Pilot Project: Iowa State University
The Iowa State University (ISU) Library recently developed a six phase, $90 million renovation plan. Phase 1 of the plan will be accomplished in the Fall of 2019, as renovations to the main entrance area as well as all restrooms throughout the Parks Library building are completed. Additional phases of the plan will be contingent on obtaining project funding.
As the ISU library makes the case for additional phases of the renovation plan in the coming years, it will be important to show evidence of the impact of existing library spaces. In support of this need, the library assessment plan will need to include measures designed to assess the impact library spaces are having in support of student achievement and research on the Iowa State University campus.
One emerging library space assessment tool the ISU Library is already using is the ACRL Project Outcome Library Space Assessment. ACRL’s Project Outcome provides an online toolkit designed to help libraries understand and share the impact of essential library programs and services by providing simple surveys and an easy-to-use process for measuring and analyzing outcomes.
While many libraries, including the ISU Library, collect data about their programs and services, what is often lacking are outcomes data to indicate the benefits libraries provide to student success and other institutional goals.
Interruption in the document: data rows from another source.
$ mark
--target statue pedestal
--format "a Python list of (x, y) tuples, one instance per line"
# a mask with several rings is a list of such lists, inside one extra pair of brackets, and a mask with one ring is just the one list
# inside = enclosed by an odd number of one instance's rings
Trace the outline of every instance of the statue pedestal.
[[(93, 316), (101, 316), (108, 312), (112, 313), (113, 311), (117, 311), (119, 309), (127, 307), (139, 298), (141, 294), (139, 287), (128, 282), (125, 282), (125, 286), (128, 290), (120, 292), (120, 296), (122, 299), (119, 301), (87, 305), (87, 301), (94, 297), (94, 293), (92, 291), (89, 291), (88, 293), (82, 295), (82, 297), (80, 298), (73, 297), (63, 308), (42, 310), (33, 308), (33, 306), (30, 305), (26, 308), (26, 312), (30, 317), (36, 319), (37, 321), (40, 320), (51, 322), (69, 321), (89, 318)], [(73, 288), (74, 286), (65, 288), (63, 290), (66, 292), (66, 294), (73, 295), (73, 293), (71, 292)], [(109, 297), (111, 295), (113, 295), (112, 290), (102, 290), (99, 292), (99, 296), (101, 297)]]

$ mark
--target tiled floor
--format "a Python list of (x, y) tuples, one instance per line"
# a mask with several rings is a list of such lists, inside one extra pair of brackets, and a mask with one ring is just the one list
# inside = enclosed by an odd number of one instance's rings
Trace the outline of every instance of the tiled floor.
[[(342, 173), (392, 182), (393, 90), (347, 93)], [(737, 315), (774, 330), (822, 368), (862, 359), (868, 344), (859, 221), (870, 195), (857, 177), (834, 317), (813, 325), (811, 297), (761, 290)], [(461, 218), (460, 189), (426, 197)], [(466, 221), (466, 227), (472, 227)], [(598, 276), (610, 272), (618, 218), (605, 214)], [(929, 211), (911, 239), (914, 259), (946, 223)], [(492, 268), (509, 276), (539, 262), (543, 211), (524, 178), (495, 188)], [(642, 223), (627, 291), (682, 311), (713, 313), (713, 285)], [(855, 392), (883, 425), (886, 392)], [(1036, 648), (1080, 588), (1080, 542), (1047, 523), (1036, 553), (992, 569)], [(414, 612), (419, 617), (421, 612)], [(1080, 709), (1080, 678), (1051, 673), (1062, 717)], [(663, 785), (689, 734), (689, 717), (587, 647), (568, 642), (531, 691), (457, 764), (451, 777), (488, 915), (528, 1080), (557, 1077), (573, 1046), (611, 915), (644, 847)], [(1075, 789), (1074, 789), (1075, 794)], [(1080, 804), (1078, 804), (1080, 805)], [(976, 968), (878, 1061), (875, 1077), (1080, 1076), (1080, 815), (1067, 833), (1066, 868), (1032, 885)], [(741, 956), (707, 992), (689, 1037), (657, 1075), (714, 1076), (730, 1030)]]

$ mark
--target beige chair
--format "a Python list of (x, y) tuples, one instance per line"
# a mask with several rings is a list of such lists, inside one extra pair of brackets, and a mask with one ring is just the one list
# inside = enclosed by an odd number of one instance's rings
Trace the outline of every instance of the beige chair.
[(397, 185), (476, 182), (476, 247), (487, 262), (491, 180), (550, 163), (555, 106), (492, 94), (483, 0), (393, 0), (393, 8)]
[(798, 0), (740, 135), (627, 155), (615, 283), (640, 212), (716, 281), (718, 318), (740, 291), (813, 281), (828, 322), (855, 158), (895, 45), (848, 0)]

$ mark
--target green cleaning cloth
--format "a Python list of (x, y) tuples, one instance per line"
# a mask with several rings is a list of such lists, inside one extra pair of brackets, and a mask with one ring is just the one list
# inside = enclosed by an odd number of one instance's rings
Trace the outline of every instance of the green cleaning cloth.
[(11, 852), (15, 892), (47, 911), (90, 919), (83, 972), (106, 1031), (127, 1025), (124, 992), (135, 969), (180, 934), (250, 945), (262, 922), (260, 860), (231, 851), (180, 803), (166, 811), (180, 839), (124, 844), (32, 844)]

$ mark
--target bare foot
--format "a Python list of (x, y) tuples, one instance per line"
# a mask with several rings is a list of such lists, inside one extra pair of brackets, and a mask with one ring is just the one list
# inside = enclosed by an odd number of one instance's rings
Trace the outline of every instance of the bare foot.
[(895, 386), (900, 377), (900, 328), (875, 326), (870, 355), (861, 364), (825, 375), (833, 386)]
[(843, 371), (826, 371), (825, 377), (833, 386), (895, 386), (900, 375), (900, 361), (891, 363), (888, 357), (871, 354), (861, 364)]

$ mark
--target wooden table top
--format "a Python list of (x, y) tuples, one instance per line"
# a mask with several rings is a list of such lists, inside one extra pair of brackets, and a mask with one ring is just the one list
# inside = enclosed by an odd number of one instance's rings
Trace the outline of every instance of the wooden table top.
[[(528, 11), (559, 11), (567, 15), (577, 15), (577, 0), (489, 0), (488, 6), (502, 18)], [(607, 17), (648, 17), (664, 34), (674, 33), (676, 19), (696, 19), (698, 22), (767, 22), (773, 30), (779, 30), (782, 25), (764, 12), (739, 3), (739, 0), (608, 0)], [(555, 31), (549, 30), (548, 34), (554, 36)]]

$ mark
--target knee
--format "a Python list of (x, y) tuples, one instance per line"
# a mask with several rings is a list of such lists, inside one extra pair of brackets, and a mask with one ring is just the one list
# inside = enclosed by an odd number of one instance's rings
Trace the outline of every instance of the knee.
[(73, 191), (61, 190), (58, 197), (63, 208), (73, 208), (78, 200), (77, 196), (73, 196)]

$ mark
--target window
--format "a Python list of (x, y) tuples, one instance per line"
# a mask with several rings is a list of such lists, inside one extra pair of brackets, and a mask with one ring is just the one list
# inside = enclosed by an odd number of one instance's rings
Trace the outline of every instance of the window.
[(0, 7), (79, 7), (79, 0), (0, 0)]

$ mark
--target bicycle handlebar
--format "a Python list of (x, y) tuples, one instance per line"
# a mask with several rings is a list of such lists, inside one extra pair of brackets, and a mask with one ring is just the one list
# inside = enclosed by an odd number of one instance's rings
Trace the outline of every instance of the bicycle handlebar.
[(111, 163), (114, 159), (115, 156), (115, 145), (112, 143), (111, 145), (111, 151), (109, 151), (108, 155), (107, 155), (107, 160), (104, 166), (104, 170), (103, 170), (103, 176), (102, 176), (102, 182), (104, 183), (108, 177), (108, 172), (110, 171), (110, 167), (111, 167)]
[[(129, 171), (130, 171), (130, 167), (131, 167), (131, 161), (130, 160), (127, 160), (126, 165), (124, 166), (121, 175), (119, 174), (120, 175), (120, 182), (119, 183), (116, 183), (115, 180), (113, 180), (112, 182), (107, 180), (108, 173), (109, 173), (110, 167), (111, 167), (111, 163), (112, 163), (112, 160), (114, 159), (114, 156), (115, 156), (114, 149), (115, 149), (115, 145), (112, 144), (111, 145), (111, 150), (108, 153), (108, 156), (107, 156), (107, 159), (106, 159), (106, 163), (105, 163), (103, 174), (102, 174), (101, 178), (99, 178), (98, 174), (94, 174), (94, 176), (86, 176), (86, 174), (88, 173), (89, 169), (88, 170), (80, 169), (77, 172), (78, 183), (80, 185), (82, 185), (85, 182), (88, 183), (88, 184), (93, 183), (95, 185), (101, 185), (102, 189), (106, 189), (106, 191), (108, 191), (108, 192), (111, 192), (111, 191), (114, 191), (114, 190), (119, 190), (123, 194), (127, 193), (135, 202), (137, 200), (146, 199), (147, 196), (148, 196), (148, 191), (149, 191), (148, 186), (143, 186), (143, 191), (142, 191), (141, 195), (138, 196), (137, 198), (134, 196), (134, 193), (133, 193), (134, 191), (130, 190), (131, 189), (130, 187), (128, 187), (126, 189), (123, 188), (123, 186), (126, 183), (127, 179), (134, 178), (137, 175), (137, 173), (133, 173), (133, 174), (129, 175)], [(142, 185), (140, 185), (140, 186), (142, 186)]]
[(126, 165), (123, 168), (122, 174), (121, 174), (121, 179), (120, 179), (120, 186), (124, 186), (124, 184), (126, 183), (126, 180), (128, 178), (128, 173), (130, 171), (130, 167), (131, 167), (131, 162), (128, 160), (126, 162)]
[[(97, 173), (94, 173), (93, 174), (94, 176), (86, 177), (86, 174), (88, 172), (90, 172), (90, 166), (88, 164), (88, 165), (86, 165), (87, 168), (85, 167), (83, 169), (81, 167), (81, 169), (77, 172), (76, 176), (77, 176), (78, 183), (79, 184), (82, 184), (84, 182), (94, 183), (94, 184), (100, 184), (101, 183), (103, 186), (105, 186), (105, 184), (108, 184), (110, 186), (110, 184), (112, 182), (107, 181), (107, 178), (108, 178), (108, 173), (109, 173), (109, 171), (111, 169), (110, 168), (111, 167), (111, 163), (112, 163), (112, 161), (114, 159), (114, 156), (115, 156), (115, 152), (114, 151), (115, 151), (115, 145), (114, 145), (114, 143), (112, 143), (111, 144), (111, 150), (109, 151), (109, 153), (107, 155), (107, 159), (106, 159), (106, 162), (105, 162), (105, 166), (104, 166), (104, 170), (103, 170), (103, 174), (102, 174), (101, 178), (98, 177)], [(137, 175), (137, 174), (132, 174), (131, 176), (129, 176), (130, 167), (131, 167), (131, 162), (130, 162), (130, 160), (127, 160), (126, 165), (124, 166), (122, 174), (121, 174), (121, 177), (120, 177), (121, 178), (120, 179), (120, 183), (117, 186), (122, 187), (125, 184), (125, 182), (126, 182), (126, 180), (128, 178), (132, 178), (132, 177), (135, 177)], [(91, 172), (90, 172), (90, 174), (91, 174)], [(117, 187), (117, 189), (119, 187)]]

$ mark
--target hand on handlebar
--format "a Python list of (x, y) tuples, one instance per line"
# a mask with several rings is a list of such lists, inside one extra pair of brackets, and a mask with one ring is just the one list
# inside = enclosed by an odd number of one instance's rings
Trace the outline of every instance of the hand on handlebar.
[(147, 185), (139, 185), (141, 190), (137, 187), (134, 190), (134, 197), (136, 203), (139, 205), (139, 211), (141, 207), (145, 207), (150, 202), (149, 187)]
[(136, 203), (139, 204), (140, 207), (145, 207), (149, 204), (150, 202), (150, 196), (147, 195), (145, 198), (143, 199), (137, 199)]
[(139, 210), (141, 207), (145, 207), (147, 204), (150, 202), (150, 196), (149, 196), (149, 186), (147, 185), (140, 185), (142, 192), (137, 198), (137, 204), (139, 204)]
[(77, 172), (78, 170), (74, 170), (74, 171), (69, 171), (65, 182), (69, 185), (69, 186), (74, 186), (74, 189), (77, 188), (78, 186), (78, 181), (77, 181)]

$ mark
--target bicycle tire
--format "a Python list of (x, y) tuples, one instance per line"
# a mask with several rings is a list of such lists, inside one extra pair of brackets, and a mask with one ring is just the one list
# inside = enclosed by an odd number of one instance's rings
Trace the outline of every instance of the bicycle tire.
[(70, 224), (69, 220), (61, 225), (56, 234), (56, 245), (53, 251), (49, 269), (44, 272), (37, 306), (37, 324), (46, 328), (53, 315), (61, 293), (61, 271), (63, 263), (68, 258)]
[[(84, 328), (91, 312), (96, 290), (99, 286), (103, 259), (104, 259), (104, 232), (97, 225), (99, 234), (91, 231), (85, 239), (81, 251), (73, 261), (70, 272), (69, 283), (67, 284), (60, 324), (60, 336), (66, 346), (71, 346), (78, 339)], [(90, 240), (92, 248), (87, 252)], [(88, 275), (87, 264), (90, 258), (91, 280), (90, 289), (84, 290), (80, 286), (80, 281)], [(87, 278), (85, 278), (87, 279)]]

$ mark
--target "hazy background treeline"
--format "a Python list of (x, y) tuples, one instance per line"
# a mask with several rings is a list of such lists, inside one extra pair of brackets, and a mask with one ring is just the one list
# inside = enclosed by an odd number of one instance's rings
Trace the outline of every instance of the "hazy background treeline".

Measuring outcomes can provide libraries with new ways to demonstrate their effectiveness beyond gate counts and anecdotal success stories. Project Outcome is designed to give libraries simple tools and supportive resources to help “turn better data into better libraries”.
The Iowa State University library has already begun the process of submitting data to the Project Outcome database for the “space” focus area. For our ARL Library Impact practice brief, the ISU project intends to continue to collect, contribute, and analyze space related outcome data, using the Project Outcome data dashboard.
Pilot Project: Syracuse University
Syracuse University Libraries’ ARL Research Library Impact Framework Initiative Research Team is looking into the impact of targeted academic learning communities located in academic library spaces. The team is investigating impact broadly, from the impact of targeted academic learning communities on members of those particular communities, to the impact the academic library may have on the communities in its midst, as well as how the communities themselves may impact the academic library’s ecosystem.
A targeted academic learning community contributes to academic success by supporting individual growth through the development of research and/or study skills. The community also encourages members to take part in at least one of the following: innovative research, creative thinking, problem solving. Fostering and building an engaged community is an important attribute or goal of the community. Community members self-select, and participation is not limited by the academic discipline affiliation of potential participants.
Practice Brief: Temple University
This practice brief describes research conducted by staff at Temple University Libraries as part of the libraries’ participation in ARL’s Research Library Impact Framework initiative to address the question of “how library spaces facilitate innovative research, creative thinking, and problem-solving.” This research focused on how changes in library space impact the work of staff as individuals, when working with colleagues, and in their work with users. The researchers asked how staff are supported as they make changes in space and how users are supported in that space. Temple had a unique opportunity to explore these questions when they opened the new Charles Library in August 2019; the researchers interviewed staff before and after the move.